Mark is working on clustal in two parts. "eclustal" is nearly complete. "clustree" needs graph library extensions.

Mark is also working on a general "pepinfo" application to calculate protein sequence properties. Peter will try to track down 2D gel calculations for isoelectric points which have some diferences from the usual amino acid parameters.

Ian will drop his pattern matching work and concentrate on the ajGraph library with Alan.

Peter will be working on the ACD code and on library documentation.

6. Web Pages

The home page is getting long and has some out of date information. Peter will revise it to have most paragraphcs moved down to a lower level and will check the content for accuracy.

7. Any other Business

Richard is working on restructuring acedb code, and expects to find code which could be useful in EMBOSS.

The acedb team are looking into graphics libraries that are portable to non-Unix systems, for example GTK. Peter expressed interest, especially for map displays which could be used for sequence features, but was also concerned about licensing issues because EMBOSS libraries need to be compatible with the GNU Library license and not tied to the full GPL.

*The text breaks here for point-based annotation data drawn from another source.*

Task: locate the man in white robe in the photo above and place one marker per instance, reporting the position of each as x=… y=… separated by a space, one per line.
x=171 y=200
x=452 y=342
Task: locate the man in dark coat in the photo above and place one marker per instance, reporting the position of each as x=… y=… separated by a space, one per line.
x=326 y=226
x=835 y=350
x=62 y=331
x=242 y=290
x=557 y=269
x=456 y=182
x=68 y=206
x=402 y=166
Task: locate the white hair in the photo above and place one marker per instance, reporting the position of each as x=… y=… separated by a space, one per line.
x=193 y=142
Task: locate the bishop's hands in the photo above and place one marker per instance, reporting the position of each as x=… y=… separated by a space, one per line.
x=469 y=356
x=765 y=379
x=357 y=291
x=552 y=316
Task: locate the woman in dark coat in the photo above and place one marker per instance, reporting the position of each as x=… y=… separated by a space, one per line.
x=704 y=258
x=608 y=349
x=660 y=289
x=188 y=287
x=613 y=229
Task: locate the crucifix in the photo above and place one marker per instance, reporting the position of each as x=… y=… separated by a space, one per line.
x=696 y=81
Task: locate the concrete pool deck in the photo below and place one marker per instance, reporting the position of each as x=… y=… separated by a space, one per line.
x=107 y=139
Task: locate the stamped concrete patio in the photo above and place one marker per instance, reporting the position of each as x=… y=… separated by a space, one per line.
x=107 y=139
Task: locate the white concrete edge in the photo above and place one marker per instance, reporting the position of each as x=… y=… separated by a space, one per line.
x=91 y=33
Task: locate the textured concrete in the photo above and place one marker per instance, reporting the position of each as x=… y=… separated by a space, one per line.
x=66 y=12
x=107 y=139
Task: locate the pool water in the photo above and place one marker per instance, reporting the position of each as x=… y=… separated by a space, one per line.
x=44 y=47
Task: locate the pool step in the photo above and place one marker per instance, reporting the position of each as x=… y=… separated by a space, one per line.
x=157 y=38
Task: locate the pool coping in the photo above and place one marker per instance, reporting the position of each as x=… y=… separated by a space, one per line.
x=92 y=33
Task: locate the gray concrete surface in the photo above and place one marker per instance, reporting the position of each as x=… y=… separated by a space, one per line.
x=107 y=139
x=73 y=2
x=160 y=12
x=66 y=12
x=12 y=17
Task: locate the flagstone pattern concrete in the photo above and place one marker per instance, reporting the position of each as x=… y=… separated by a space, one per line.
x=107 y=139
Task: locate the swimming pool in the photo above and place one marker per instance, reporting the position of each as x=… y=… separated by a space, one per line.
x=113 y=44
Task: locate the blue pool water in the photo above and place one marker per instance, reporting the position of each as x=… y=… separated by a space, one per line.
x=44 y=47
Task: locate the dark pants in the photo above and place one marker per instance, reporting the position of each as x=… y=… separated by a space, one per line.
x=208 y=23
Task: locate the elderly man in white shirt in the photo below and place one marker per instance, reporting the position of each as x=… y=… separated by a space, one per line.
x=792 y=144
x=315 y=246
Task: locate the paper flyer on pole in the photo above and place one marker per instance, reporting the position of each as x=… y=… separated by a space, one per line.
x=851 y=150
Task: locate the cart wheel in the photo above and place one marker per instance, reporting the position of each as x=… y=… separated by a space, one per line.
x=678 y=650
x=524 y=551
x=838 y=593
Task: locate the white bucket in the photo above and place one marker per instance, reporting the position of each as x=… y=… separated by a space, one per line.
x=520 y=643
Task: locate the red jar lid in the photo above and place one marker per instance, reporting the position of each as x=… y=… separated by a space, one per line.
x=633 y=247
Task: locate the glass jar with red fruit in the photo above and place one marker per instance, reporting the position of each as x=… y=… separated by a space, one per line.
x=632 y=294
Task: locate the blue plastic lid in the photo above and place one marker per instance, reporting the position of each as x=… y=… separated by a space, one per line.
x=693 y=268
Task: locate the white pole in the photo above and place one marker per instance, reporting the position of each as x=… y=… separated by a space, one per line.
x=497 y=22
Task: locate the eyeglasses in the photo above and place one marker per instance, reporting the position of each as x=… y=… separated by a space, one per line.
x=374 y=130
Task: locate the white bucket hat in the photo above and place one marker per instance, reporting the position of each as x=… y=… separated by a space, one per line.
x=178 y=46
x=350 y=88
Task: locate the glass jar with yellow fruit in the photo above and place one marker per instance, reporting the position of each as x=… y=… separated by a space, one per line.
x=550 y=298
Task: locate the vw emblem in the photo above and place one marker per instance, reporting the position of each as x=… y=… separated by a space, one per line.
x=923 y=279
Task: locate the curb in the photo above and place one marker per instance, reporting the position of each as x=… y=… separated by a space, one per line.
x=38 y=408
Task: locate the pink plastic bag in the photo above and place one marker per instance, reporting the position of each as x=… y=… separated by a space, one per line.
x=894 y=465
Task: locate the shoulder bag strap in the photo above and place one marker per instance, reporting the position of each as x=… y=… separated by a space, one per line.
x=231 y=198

Gary proposed changing "int" to "long" throughout the string library. It was felt that as "int" data types were at least 32 bits on all currently supported platforms this was not necessary. Implementing it would cause problems with any function returning a "long" to an application (for example legacy code) that needs "int".

Rob is working in the SRS team on linking metabolic pathway databases, but will pass on to David Kreil at the EBI a request to look into the conversion possibilities of ACD into SRS 6 application definitions in Icarus, and will check on any changes in SRS 6 that could affect the use of "getz" for database access.

Martin has just released the new version of AppLab and will make a comparison between ACD syntax and the definitions he plans for AppLab which will use XML files as meta definitions of applications.

Peter will work on adding options to "ajcompile" to automatically build XML for AppLab and Icarus for SRS from ACD files.

8. Next meeting

Next meeting Monday 15th March, usual time and place.
Peter Rice, Informatics Division, The Sanger Centre, Wellcome Trust Genome Campus, Hinxton Hall, Cambridge, CB10 1SA, UK.